Michał Kołodziejczak, lider AgroUnii od roku próbuje spotkać się z ministrem Pudą. W rolnictwie jest ciężko, gospodarzy przytłaczają rosnące koszty produkcji, afrykański pomór świń, niskie ceny zbytu płodów rolnych nieadekwatne do poniesionych kosztów i widmo nadchodzących zielonych rewolucji. To jedynie przykłady, a problemów jest znacznie więcej. W większości branż brakuje opłacalności produkcji, a rolnicy tracą cierpliwość, wraz z nią determinację do prowadzenia gospodarstw.
Tym sposobem ich ubywa, młodzi nie chcą przejmować zadłużonej ojcowizny, przy której trzeba się ciężko napracować czasami kompletnie za darmo, albo jeszcze dołożyć. Mimo, że obroty w gospodarstwie są duże, to w kieszeni są jedynie dziury. M. Kołodziejczak ostatnio zatrzymał ministra Pudę podczas spaceru na targach Agro Show w Bednarach, poprosił o spotkanie. Miało się odbyć w Warszawie, jednak przełożono je do Poznania.

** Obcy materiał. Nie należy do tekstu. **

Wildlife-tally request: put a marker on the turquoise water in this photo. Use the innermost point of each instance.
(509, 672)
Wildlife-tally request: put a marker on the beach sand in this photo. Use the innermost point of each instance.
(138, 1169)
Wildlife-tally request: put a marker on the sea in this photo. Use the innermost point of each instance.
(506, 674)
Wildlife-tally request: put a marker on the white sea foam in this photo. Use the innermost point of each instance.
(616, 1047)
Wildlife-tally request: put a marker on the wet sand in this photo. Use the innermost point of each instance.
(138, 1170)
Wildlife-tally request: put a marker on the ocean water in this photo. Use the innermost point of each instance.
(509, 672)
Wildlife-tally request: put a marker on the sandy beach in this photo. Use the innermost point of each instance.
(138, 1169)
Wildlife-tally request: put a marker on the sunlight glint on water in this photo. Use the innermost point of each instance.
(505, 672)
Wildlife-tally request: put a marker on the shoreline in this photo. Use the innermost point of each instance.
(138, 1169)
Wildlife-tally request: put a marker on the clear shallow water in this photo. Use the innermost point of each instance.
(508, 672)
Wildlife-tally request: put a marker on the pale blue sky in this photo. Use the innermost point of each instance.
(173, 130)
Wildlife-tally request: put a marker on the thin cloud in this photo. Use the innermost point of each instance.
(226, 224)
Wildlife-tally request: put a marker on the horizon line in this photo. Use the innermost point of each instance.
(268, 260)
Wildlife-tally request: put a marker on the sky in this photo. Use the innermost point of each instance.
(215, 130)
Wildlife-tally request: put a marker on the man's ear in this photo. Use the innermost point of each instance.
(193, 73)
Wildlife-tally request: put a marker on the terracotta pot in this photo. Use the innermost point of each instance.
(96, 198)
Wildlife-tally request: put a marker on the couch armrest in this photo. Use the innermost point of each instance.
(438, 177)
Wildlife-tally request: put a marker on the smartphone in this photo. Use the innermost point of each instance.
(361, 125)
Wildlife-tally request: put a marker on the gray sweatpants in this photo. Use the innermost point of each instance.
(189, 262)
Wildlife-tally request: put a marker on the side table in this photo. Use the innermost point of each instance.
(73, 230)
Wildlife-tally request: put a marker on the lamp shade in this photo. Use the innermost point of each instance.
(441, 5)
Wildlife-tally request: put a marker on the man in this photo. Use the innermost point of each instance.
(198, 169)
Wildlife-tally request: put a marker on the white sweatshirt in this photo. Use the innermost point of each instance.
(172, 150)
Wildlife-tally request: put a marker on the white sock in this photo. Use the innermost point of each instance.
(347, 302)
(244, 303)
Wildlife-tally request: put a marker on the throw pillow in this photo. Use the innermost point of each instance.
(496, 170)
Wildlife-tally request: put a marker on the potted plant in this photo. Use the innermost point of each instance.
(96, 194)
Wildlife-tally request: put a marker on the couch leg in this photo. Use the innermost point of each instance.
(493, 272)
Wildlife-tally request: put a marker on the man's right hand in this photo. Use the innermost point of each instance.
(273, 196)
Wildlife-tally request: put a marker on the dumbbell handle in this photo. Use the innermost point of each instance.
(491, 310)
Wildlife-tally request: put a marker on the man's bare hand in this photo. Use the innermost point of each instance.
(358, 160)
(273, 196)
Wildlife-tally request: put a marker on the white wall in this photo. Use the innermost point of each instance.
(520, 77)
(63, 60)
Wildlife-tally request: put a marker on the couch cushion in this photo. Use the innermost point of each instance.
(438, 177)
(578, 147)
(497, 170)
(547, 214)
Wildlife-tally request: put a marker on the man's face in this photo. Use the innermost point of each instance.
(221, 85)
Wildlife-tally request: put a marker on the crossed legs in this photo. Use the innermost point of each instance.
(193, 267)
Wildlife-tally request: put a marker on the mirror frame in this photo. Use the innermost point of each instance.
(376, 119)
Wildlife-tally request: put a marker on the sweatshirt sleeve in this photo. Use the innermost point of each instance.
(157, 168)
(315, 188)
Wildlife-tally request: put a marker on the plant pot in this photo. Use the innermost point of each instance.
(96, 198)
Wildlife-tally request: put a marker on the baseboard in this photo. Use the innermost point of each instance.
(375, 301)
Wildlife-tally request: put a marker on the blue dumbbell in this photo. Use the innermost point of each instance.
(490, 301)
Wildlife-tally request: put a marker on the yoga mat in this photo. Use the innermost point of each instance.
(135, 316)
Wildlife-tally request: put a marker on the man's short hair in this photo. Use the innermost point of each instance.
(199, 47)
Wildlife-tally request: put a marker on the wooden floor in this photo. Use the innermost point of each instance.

- Ministerstwo nie odpowiedziało na pytanie, kto będzie na spotkaniu, z kim będziemy rozmawiać. Nie mamy żadnych dokumentów na temat, których chce minister z nami rozmawiać. To jest narzucanie jakichś swoich chorych zasad, ale my się nie obrażamy. Mamy tam do załatwienia kilka ważnych spraw – mówił Kołodziejczak w drodze do Poznania. Zaznaczył, że podczas spotkania zamierza zweryfikować dobrą wolę i wiarygodność ministra, gdyż w trakcie ostatnich miesięcy wycofał się ze swoich obietnic. Najważniejszym tematem obecnie jest afrykański pomór świń i również o tym przedstawiciele rolniczej organizacji zamierzali z ministrem Pudą rozmawiać.